港には、大勢の政府関係者やマスコミが集まっていた。

見物客も多くいる。

今、まさに日本が世界一となる日が来たのだ。

世界で一番の豪華客船を軽く抜く、豪華客船の進水式だ。

政府関係者は悦に入り、マスコミ関係者は誇らしげに、見物客は晴れがましげに、巨大なビルを横倒しにしたような、大きな船に魅入っている。

もちろん、各国からも大勢のマスコミが詰めかけていた。

その巨体を誇るように、大きな汽笛を鳴らして、船はゆっくりと大海原に滑り出していった。

「社長、仕掛けは万端です」

腹心の秘書が、この船を製造した会社の社長の側に来て、耳打ちした。

「よし」

社長が、満足げに頷く。

「こんな船を、我が社が作れるわけはないんだ。
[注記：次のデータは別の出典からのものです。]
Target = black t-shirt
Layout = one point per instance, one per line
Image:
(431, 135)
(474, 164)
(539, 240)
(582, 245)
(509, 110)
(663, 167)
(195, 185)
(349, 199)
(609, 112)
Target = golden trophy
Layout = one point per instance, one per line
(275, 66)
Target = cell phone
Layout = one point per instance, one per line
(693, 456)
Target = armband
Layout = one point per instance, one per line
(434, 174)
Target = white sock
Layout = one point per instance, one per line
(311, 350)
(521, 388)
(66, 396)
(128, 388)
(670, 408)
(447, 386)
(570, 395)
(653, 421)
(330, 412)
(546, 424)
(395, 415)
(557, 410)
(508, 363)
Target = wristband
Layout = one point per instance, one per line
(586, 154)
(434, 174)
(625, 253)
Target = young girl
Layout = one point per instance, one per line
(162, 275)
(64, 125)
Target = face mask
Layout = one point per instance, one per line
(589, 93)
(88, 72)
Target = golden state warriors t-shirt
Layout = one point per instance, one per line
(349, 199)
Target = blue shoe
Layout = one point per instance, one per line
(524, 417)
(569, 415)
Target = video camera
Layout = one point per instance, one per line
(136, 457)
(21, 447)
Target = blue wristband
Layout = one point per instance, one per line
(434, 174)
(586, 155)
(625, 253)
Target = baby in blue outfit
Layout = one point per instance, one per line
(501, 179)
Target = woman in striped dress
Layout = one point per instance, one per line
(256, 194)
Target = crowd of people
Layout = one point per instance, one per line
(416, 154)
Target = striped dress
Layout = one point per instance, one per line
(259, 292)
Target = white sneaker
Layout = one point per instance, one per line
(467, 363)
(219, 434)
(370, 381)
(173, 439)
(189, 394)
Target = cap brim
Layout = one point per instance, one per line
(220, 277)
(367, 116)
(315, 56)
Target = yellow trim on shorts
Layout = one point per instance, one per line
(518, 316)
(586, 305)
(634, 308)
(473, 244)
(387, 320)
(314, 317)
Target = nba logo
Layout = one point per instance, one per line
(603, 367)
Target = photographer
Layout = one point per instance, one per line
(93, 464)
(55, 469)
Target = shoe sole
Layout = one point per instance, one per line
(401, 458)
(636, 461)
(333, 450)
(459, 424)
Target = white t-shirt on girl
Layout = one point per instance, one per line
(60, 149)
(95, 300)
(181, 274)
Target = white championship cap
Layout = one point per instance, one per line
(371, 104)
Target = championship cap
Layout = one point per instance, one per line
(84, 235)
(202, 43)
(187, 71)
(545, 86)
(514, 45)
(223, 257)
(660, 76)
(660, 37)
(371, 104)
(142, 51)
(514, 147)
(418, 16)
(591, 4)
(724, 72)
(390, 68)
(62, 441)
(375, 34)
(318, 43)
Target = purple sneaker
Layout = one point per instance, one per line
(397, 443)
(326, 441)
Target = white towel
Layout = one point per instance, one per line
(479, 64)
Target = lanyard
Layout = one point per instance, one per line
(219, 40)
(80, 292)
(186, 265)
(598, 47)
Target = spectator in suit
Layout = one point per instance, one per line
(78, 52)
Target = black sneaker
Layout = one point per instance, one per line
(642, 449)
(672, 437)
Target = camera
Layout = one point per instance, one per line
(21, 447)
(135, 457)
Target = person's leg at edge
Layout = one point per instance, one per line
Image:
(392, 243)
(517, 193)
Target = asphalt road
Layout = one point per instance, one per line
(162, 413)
所詮、この船は張子の虎だ。テロリストのせいにして、船を沈めちまえば、手抜きはばれないし、保険は入るしで、一石二鳥ってもんだ。まあ、多少は高くついたがな」

「それでも、会社は潤いますよ」

二人が、周りに気付かれないように、忍び笑いを漏らす。

秘書は密かに武器商人に手を回し、船底のいたるところに、時限爆弾を仕掛けていたのだった。